Langkah ini diharapkan dapat mengurangi impor minyak mentah sekaligus meningkatkan kesejahteraan petani tebu dan pelaku industri biomassa.
Laporan International Energy Agency (IEA) bertajuk Renewables 2023 juga mencatat lonjakan permintaan biofuel di negara berkembang seperti Brasil, Indonesia, dan India. IEA memperkirakan konsumsi etanol global akan terus tumbuh seiring masifnya upaya dekarbonisasi transportasi dunia.
Dosen Rekayasa Minyak dan Gas Institut Teknologi Sumatera (ITERA), Muhammad Rifqi Dwi Septian, menilai langkah Indonesia mengadopsi etanol sangat tepat.

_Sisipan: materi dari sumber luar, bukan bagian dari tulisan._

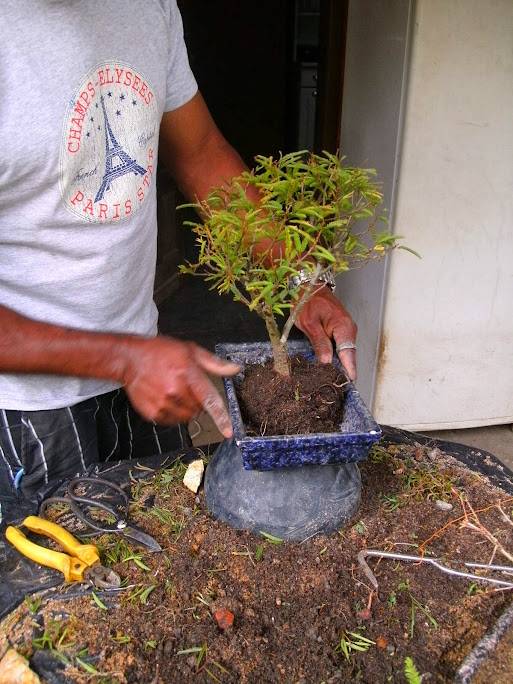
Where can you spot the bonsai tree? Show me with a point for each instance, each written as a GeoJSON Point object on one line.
{"type": "Point", "coordinates": [316, 218]}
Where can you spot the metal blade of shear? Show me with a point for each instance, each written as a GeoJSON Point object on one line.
{"type": "Point", "coordinates": [140, 538]}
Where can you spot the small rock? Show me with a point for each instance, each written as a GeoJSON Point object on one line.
{"type": "Point", "coordinates": [194, 475]}
{"type": "Point", "coordinates": [434, 453]}
{"type": "Point", "coordinates": [364, 614]}
{"type": "Point", "coordinates": [381, 642]}
{"type": "Point", "coordinates": [224, 618]}
{"type": "Point", "coordinates": [311, 632]}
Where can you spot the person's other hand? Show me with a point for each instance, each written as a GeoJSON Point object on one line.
{"type": "Point", "coordinates": [167, 381]}
{"type": "Point", "coordinates": [323, 319]}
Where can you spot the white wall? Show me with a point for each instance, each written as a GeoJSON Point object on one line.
{"type": "Point", "coordinates": [446, 357]}
{"type": "Point", "coordinates": [375, 85]}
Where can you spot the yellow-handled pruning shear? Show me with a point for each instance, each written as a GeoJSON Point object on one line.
{"type": "Point", "coordinates": [81, 565]}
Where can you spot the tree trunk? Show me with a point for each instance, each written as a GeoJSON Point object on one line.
{"type": "Point", "coordinates": [280, 356]}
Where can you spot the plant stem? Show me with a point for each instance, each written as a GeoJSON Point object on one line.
{"type": "Point", "coordinates": [280, 356]}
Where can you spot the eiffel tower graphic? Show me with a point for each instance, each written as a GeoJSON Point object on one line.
{"type": "Point", "coordinates": [117, 161]}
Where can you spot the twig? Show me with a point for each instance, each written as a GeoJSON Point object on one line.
{"type": "Point", "coordinates": [478, 527]}
{"type": "Point", "coordinates": [455, 520]}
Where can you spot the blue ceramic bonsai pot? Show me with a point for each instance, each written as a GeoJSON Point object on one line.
{"type": "Point", "coordinates": [356, 434]}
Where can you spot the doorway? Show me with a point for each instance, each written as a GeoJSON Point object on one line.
{"type": "Point", "coordinates": [271, 73]}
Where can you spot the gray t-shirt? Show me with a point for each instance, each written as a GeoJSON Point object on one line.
{"type": "Point", "coordinates": [84, 85]}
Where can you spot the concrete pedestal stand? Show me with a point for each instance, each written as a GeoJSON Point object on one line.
{"type": "Point", "coordinates": [289, 503]}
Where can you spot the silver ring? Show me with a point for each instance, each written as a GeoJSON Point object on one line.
{"type": "Point", "coordinates": [345, 345]}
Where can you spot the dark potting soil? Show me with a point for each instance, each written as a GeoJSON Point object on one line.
{"type": "Point", "coordinates": [302, 613]}
{"type": "Point", "coordinates": [308, 401]}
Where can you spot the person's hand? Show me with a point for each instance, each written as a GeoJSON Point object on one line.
{"type": "Point", "coordinates": [323, 319]}
{"type": "Point", "coordinates": [167, 381]}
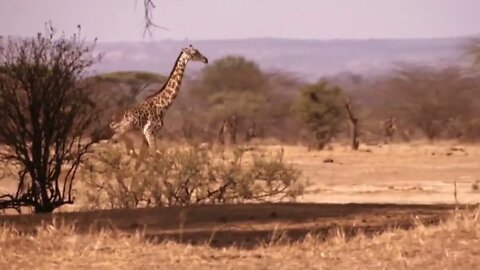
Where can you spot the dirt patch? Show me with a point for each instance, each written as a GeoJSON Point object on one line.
{"type": "Point", "coordinates": [244, 225]}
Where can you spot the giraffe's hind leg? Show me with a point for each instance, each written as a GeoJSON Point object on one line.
{"type": "Point", "coordinates": [150, 131]}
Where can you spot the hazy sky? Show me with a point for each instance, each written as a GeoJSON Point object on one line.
{"type": "Point", "coordinates": [114, 20]}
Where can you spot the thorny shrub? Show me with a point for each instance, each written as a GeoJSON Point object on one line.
{"type": "Point", "coordinates": [189, 176]}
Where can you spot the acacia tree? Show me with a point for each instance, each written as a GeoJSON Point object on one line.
{"type": "Point", "coordinates": [431, 99]}
{"type": "Point", "coordinates": [45, 113]}
{"type": "Point", "coordinates": [318, 106]}
{"type": "Point", "coordinates": [234, 88]}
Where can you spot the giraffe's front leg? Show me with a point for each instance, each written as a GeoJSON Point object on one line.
{"type": "Point", "coordinates": [150, 131]}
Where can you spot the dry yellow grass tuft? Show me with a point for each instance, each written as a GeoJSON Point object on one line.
{"type": "Point", "coordinates": [453, 244]}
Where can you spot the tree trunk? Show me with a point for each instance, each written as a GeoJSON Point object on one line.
{"type": "Point", "coordinates": [353, 125]}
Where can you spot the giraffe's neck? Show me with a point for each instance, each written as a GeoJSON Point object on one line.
{"type": "Point", "coordinates": [165, 96]}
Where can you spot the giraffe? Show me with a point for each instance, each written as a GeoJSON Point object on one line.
{"type": "Point", "coordinates": [147, 116]}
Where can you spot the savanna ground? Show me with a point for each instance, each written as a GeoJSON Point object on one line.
{"type": "Point", "coordinates": [353, 216]}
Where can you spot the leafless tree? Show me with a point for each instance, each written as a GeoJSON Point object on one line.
{"type": "Point", "coordinates": [148, 7]}
{"type": "Point", "coordinates": [430, 97]}
{"type": "Point", "coordinates": [353, 124]}
{"type": "Point", "coordinates": [45, 113]}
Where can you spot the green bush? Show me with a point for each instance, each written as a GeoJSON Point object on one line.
{"type": "Point", "coordinates": [189, 176]}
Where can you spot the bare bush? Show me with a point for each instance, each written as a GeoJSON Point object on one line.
{"type": "Point", "coordinates": [183, 177]}
{"type": "Point", "coordinates": [45, 114]}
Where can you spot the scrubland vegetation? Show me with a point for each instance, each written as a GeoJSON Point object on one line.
{"type": "Point", "coordinates": [55, 146]}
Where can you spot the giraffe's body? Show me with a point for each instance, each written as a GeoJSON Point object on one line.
{"type": "Point", "coordinates": [148, 115]}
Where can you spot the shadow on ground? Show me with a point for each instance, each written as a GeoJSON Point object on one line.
{"type": "Point", "coordinates": [245, 225]}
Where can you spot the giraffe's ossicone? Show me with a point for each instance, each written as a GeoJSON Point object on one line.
{"type": "Point", "coordinates": [147, 116]}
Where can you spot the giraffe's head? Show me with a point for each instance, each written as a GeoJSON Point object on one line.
{"type": "Point", "coordinates": [194, 54]}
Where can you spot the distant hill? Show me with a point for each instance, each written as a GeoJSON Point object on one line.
{"type": "Point", "coordinates": [308, 59]}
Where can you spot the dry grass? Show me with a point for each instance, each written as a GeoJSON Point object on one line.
{"type": "Point", "coordinates": [454, 244]}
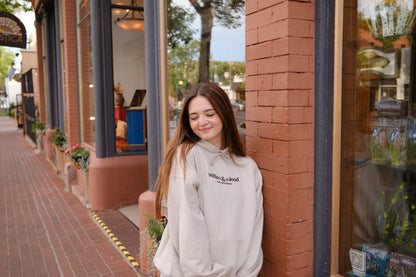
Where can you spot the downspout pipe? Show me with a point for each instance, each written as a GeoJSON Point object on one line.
{"type": "Point", "coordinates": [324, 102]}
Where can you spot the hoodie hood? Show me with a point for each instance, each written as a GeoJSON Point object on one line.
{"type": "Point", "coordinates": [215, 153]}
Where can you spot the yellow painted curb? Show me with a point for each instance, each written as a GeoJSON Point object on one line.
{"type": "Point", "coordinates": [118, 243]}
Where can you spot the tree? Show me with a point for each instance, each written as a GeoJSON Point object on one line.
{"type": "Point", "coordinates": [179, 29]}
{"type": "Point", "coordinates": [183, 67]}
{"type": "Point", "coordinates": [11, 6]}
{"type": "Point", "coordinates": [226, 13]}
{"type": "Point", "coordinates": [6, 60]}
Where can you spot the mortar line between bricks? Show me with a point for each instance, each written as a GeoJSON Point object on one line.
{"type": "Point", "coordinates": [120, 247]}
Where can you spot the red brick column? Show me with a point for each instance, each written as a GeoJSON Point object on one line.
{"type": "Point", "coordinates": [279, 135]}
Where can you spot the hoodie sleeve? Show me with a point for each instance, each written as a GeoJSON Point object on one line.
{"type": "Point", "coordinates": [254, 261]}
{"type": "Point", "coordinates": [187, 227]}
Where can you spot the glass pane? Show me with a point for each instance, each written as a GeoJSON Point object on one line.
{"type": "Point", "coordinates": [129, 76]}
{"type": "Point", "coordinates": [206, 43]}
{"type": "Point", "coordinates": [378, 158]}
{"type": "Point", "coordinates": [86, 83]}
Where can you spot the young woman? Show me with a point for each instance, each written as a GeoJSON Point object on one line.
{"type": "Point", "coordinates": [211, 193]}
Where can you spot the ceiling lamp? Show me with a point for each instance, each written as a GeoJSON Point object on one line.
{"type": "Point", "coordinates": [129, 21]}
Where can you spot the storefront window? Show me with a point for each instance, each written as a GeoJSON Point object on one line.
{"type": "Point", "coordinates": [378, 148]}
{"type": "Point", "coordinates": [206, 44]}
{"type": "Point", "coordinates": [63, 66]}
{"type": "Point", "coordinates": [129, 75]}
{"type": "Point", "coordinates": [86, 95]}
{"type": "Point", "coordinates": [45, 83]}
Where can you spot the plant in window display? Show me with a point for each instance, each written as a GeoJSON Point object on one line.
{"type": "Point", "coordinates": [121, 145]}
{"type": "Point", "coordinates": [397, 147]}
{"type": "Point", "coordinates": [379, 146]}
{"type": "Point", "coordinates": [79, 156]}
{"type": "Point", "coordinates": [58, 138]}
{"type": "Point", "coordinates": [411, 145]}
{"type": "Point", "coordinates": [119, 95]}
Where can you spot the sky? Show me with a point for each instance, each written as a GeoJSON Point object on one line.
{"type": "Point", "coordinates": [28, 19]}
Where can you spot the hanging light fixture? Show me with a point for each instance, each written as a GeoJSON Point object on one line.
{"type": "Point", "coordinates": [129, 21]}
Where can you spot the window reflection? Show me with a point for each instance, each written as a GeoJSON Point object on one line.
{"type": "Point", "coordinates": [129, 76]}
{"type": "Point", "coordinates": [85, 74]}
{"type": "Point", "coordinates": [378, 165]}
{"type": "Point", "coordinates": [206, 44]}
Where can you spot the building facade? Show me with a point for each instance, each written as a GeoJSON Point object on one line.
{"type": "Point", "coordinates": [328, 92]}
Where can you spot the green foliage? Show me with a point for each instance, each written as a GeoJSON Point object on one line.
{"type": "Point", "coordinates": [79, 154]}
{"type": "Point", "coordinates": [219, 69]}
{"type": "Point", "coordinates": [155, 227]}
{"type": "Point", "coordinates": [58, 138]}
{"type": "Point", "coordinates": [11, 6]}
{"type": "Point", "coordinates": [6, 59]}
{"type": "Point", "coordinates": [179, 25]}
{"type": "Point", "coordinates": [228, 13]}
{"type": "Point", "coordinates": [12, 106]}
{"type": "Point", "coordinates": [396, 219]}
{"type": "Point", "coordinates": [151, 237]}
{"type": "Point", "coordinates": [38, 126]}
{"type": "Point", "coordinates": [183, 67]}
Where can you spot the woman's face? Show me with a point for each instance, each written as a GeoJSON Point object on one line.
{"type": "Point", "coordinates": [205, 121]}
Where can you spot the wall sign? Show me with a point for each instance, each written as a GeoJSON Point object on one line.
{"type": "Point", "coordinates": [12, 31]}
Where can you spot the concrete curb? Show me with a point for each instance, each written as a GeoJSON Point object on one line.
{"type": "Point", "coordinates": [125, 253]}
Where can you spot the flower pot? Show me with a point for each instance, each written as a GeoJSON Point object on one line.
{"type": "Point", "coordinates": [358, 262]}
{"type": "Point", "coordinates": [76, 165]}
{"type": "Point", "coordinates": [59, 148]}
{"type": "Point", "coordinates": [119, 100]}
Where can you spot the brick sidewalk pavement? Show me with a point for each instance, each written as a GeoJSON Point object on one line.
{"type": "Point", "coordinates": [46, 231]}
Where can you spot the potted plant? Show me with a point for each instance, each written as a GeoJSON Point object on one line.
{"type": "Point", "coordinates": [121, 145]}
{"type": "Point", "coordinates": [152, 235]}
{"type": "Point", "coordinates": [79, 156]}
{"type": "Point", "coordinates": [58, 139]}
{"type": "Point", "coordinates": [411, 145]}
{"type": "Point", "coordinates": [379, 146]}
{"type": "Point", "coordinates": [39, 128]}
{"type": "Point", "coordinates": [119, 95]}
{"type": "Point", "coordinates": [397, 147]}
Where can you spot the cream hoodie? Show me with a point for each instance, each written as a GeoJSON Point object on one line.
{"type": "Point", "coordinates": [215, 216]}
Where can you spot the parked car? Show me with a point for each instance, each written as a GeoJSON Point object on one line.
{"type": "Point", "coordinates": [391, 108]}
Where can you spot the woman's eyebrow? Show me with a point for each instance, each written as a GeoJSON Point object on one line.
{"type": "Point", "coordinates": [207, 110]}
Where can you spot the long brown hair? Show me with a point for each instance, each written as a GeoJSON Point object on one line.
{"type": "Point", "coordinates": [186, 138]}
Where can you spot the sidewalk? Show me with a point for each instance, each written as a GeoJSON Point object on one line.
{"type": "Point", "coordinates": [46, 231]}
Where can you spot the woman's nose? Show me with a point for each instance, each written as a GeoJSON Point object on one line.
{"type": "Point", "coordinates": [202, 120]}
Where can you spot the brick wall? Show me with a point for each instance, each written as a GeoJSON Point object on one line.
{"type": "Point", "coordinates": [71, 97]}
{"type": "Point", "coordinates": [279, 135]}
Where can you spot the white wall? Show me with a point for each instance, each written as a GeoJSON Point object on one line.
{"type": "Point", "coordinates": [128, 61]}
{"type": "Point", "coordinates": [13, 88]}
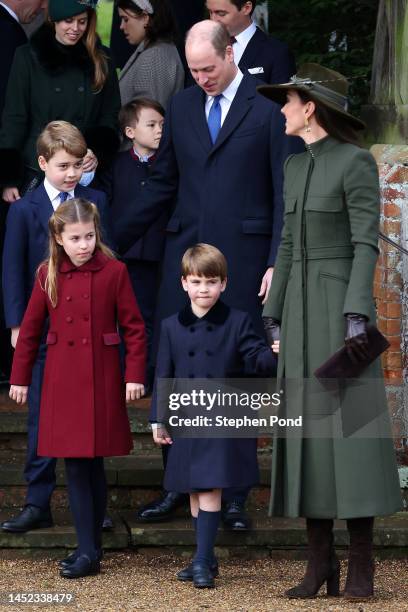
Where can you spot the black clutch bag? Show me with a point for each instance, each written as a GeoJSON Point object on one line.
{"type": "Point", "coordinates": [340, 365]}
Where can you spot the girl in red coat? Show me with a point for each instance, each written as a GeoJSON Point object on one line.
{"type": "Point", "coordinates": [87, 295]}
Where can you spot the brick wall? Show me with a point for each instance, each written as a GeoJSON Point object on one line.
{"type": "Point", "coordinates": [391, 286]}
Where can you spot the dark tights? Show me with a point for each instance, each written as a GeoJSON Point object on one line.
{"type": "Point", "coordinates": [87, 494]}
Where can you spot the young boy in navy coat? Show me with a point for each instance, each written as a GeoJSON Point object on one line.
{"type": "Point", "coordinates": [61, 149]}
{"type": "Point", "coordinates": [141, 122]}
{"type": "Point", "coordinates": [207, 339]}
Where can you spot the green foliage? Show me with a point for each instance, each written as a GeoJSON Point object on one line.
{"type": "Point", "coordinates": [336, 33]}
{"type": "Point", "coordinates": [105, 12]}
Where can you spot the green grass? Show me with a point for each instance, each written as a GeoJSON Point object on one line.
{"type": "Point", "coordinates": [105, 13]}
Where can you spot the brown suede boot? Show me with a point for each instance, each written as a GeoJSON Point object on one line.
{"type": "Point", "coordinates": [360, 573]}
{"type": "Point", "coordinates": [323, 564]}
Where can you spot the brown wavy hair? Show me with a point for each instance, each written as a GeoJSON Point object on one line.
{"type": "Point", "coordinates": [76, 210]}
{"type": "Point", "coordinates": [91, 42]}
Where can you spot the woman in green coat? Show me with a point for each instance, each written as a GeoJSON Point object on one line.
{"type": "Point", "coordinates": [321, 294]}
{"type": "Point", "coordinates": [62, 73]}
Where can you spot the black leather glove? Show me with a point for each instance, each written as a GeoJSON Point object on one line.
{"type": "Point", "coordinates": [272, 330]}
{"type": "Point", "coordinates": [356, 337]}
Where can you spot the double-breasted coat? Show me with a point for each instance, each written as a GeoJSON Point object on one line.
{"type": "Point", "coordinates": [222, 344]}
{"type": "Point", "coordinates": [228, 194]}
{"type": "Point", "coordinates": [324, 270]}
{"type": "Point", "coordinates": [48, 82]}
{"type": "Point", "coordinates": [83, 411]}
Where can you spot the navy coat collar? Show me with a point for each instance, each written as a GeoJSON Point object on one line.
{"type": "Point", "coordinates": [217, 315]}
{"type": "Point", "coordinates": [239, 108]}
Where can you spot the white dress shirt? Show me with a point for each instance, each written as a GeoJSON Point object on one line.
{"type": "Point", "coordinates": [12, 13]}
{"type": "Point", "coordinates": [242, 41]}
{"type": "Point", "coordinates": [228, 96]}
{"type": "Point", "coordinates": [53, 194]}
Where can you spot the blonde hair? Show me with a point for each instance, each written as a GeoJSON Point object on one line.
{"type": "Point", "coordinates": [204, 260]}
{"type": "Point", "coordinates": [61, 135]}
{"type": "Point", "coordinates": [77, 210]}
{"type": "Point", "coordinates": [95, 52]}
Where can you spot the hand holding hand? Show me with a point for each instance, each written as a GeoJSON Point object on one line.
{"type": "Point", "coordinates": [161, 436]}
{"type": "Point", "coordinates": [134, 391]}
{"type": "Point", "coordinates": [356, 337]}
{"type": "Point", "coordinates": [18, 393]}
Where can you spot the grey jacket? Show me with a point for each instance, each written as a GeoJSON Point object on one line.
{"type": "Point", "coordinates": [155, 72]}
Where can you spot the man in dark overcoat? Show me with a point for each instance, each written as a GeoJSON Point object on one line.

“Kalau dikaji lebih lanjut dan terus ditindaklanjuti, penggunaan etanol sangat potensial. Selain lebih ramah lingkungan, juga bisa memperkuat ketahanan energi nasional,” ujarnya.
Rifqi juga menepis kekhawatiran soal potensi karat atau kerusakan mesin akibat etanol. “Kalau produksinya sesuai standar dan sistem penyimpanannya baik, risikonya sangat kecil. Apalagi kendaraan modern sekarang sudah kompatibel dengan bahan bakar campuran etanol,” jelasnya.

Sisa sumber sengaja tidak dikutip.